Mechanical Properties and Fracture Mechanisms of Rock-Like Specimens with a Hole under Water–Rock Interaction
摘要
To investigate the mechanical properties and fracture mechanisms of rock-like specimens containing a hole under water–rock interaction, uniaxial compression tests were conducted on five groups of rock-like specimens with different water contents (0%, 0.41%, 0.81%, 1.22%, and 1.62%). A high-definition imaging system was used to record the failure process, and scanning electron microscopy (SEM) was employed to clarify the mechanisms of damage evolution. The results show that increasing water content markedly modifies the mechanical response.

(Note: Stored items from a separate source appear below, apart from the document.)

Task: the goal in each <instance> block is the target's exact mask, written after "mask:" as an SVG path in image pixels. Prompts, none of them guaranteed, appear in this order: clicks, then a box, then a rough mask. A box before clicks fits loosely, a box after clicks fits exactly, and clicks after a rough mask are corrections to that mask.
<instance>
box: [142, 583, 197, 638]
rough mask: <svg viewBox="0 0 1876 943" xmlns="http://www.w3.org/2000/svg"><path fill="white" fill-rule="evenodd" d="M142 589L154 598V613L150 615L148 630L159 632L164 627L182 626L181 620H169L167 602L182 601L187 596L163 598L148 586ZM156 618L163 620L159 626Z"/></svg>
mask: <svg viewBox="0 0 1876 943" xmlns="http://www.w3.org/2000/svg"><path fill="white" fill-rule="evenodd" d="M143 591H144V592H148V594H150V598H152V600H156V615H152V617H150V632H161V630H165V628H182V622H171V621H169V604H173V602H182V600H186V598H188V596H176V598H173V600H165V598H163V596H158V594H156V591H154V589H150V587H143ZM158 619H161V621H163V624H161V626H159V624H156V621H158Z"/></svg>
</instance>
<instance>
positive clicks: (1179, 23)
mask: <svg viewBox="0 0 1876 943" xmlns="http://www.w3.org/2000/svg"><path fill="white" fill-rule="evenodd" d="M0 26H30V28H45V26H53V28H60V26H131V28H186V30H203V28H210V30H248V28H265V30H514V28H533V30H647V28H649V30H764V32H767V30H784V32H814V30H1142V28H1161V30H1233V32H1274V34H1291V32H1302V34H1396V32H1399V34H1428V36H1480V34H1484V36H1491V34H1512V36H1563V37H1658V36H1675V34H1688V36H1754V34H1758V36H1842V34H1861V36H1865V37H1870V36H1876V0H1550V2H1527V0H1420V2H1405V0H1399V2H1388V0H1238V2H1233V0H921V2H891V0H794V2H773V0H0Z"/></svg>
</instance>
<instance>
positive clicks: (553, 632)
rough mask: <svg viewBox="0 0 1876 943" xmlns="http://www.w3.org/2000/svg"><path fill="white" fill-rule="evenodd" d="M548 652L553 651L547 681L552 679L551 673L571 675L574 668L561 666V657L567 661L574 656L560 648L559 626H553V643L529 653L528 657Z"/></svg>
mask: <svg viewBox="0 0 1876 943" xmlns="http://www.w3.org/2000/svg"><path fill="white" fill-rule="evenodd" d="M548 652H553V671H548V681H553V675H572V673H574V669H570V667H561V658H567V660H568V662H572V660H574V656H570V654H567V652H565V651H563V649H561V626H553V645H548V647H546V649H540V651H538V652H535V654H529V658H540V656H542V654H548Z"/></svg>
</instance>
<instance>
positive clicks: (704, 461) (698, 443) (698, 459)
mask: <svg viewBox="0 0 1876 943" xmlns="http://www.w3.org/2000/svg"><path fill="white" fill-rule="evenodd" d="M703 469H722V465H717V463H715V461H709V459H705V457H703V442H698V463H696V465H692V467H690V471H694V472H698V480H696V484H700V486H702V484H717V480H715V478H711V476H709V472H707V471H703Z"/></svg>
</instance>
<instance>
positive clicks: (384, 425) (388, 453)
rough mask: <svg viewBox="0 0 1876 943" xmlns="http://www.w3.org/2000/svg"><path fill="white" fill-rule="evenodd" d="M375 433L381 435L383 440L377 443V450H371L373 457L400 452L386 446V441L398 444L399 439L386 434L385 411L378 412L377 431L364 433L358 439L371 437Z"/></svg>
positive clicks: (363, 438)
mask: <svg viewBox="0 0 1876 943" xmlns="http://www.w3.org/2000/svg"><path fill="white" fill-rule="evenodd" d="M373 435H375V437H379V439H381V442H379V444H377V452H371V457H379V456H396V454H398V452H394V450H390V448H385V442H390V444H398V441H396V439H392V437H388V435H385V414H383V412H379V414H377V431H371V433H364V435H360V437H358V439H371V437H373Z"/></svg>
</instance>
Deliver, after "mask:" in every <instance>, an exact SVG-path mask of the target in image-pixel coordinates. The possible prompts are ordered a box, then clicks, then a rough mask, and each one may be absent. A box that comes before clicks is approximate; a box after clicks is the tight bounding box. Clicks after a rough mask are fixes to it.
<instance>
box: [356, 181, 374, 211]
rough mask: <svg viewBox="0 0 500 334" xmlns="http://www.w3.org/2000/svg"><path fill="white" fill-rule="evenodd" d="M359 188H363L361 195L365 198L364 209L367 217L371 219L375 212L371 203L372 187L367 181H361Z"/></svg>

Both the uniaxial compressive strength and elastic modulus decrease nonlinearly, and the post-peak response becomes noticeably more ductile at a water content of 1.62%. Meanwhile, the recoverable elastic energy prior to peak loading and its proportion decrease, whereas the dissipated energy and its proportion increase. Failure around the hole wall consistently proceeds through five stages: loading, local bulging, sustained ejection, pervasive ejection, and termination of ejection. With increasing water content, ejection initiates earlier, the failure duration is prolonged, and the overall process becomes less violent. The dominant failure mode gradually shifts from tensile-dominated failure to a mixed shear–tensile regime. The debris fractal dimension decreases from 2.2 to 1.7, indicating coarser fragmentation and a reduced overall degree of comminution. At the microscale, higher water content intensifies the development of pores and microcracks, weakens cementation, and increases fine particles, reflecting progressive microstructural degradation. Overall, degradation under water–rock interaction is governed by the coupled effects of physical lubrication, chemical dissolution, and stress redistribution. These findings provide a theoretical basis for evaluating the stability of surrounding rock masses in water-bearing environments.